A estas alturas, todos deberíamos saber que en esta crisis el tiempo de espera está cargado de género, de edad, de clase, de ocupación, de situación administrativa en relación a la residencia y al trabajo. El 'mientras tanto', ese tiempo que pasamos intentado doblegar la curva, no es igual para todos. La espera no es igual para los familiares de las quince personas fallecidas en nuestra Región, ni para los casi setecientos contagiados, ni para sus contactos estrechos. No es igual para el personal médico y sanitario que debe ir a trabajar cada día sin los medios suficientes. En la Región de Murcia, cerca del 18% de los enfermos que han dado positivo son personal sanitario. El tiempo de espera no es igual para aquellas mujeres que sufren violencia machista y deben esperar bajo el mismo techo que su maltratador, ni para los ancianos y ancianas, cuyas imágenes y noticias sobre las residencias nos avergüenzan e interpelan como sociedad. Tampoco para aquellos trabajadores y trabajadoras de las 6.580 empresas que han presentado un ERTE y esperan poder recibir el subsidio pronto, ni para los trabajadores y trabajadoras del campo, para el personal de las empresas de alimentación, ni para las Fuerzas y Cuerpos de Seguridad del Estado que saben que su trabajo es indispensable para el país en este momento. La dinámica de la espera es también distinta para los niños y niñas que no pueden salir al parque ni a jugar con sus amigos, y que deben seguir una enseñanza a distancia que no tiene en cuenta la desigualdad de recursos existentes en los hogares. Ni para aquellos que no tienen casa o que están esperando la resolución de expedientes atrasados de ayuda de emergencia.

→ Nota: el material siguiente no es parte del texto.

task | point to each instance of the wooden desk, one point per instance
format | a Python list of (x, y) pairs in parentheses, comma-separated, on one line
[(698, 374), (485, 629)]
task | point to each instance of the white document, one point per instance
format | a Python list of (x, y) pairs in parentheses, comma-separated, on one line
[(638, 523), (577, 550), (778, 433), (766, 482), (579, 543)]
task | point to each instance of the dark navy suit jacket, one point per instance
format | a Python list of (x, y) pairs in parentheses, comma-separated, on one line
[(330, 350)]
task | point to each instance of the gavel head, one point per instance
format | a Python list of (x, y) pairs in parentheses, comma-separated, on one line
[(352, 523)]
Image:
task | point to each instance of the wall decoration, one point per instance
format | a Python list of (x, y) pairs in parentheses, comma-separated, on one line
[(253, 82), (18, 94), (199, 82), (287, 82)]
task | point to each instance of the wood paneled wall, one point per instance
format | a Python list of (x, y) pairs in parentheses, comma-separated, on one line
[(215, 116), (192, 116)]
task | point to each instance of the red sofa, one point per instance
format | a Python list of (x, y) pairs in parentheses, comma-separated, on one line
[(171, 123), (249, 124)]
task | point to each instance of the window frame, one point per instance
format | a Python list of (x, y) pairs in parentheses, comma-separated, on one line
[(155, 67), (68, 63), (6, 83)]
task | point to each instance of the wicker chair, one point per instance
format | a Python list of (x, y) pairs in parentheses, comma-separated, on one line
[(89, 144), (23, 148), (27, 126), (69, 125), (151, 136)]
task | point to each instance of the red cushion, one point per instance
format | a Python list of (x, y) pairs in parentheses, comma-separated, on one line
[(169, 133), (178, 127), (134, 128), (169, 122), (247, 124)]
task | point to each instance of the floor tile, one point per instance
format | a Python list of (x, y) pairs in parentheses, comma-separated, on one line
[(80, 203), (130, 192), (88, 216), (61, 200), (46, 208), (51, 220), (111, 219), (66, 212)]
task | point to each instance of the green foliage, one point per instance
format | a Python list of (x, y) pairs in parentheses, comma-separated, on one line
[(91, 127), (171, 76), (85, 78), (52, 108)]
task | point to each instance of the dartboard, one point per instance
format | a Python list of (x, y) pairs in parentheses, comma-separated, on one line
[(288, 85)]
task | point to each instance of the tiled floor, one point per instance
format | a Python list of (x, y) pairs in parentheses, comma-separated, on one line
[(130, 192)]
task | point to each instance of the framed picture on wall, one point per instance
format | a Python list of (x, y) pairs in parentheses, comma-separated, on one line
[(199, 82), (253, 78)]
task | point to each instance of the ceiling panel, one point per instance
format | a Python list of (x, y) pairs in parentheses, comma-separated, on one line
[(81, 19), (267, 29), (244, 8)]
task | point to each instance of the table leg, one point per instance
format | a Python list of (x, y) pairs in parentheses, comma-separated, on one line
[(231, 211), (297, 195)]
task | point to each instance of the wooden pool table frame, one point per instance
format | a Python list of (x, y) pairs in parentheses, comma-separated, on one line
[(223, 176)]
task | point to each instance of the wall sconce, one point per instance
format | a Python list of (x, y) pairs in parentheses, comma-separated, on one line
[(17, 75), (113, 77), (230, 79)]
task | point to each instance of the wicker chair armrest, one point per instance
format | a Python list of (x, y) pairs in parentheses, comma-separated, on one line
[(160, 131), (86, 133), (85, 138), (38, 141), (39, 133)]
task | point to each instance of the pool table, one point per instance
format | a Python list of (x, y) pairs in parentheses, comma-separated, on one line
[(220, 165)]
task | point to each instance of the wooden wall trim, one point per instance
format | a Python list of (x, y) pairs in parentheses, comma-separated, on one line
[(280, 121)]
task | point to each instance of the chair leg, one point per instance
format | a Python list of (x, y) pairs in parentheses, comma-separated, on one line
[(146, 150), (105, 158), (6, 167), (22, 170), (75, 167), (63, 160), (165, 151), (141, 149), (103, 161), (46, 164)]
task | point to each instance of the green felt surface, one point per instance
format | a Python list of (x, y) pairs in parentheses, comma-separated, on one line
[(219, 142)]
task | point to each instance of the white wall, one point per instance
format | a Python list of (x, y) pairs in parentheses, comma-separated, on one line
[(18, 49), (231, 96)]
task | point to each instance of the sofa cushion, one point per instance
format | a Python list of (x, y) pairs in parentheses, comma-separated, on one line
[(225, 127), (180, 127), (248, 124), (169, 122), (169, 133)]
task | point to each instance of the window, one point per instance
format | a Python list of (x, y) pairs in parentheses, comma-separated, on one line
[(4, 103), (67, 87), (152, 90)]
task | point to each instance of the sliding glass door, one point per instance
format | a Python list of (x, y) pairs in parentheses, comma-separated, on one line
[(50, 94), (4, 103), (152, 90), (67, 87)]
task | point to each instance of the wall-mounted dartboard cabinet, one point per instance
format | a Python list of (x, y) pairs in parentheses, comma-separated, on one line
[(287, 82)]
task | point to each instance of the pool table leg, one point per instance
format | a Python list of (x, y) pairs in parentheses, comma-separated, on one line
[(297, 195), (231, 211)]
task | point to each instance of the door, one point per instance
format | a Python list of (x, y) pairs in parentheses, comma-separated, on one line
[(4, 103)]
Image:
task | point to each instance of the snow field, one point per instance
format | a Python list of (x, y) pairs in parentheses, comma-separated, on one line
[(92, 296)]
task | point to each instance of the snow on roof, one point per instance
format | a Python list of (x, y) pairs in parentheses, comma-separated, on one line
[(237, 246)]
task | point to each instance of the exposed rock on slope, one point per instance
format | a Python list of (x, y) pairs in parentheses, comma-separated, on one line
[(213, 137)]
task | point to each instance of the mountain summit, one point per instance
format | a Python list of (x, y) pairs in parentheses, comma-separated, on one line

Este tiempo de espera es tiempo de disciplinamiento, sí. Todos, o casi todos, hemos interiorizado la importancia de quedarnos en casa. Del cuidarnos para cuidar, pero también de que, entre todos, nos tenemos que cuidar. Si algo ha puesto en evidencia esta epidemia es la centralidad de los cuidados, no desde una perspectiva individual, sino colectiva. La sociedad que emerja de este tiempo de espera dependerá de nuestra capacidad de reagenciamiento colectivo, poniendo a las personas en el centro y no dejando a nadie atrás. Donde cuidemos también de lo común, de lo que es de todos, de lo público. De ello depende nuestra sociedad presente y futura. Una sociedad donde valga la pena, y a la vez, sea posible, vivir.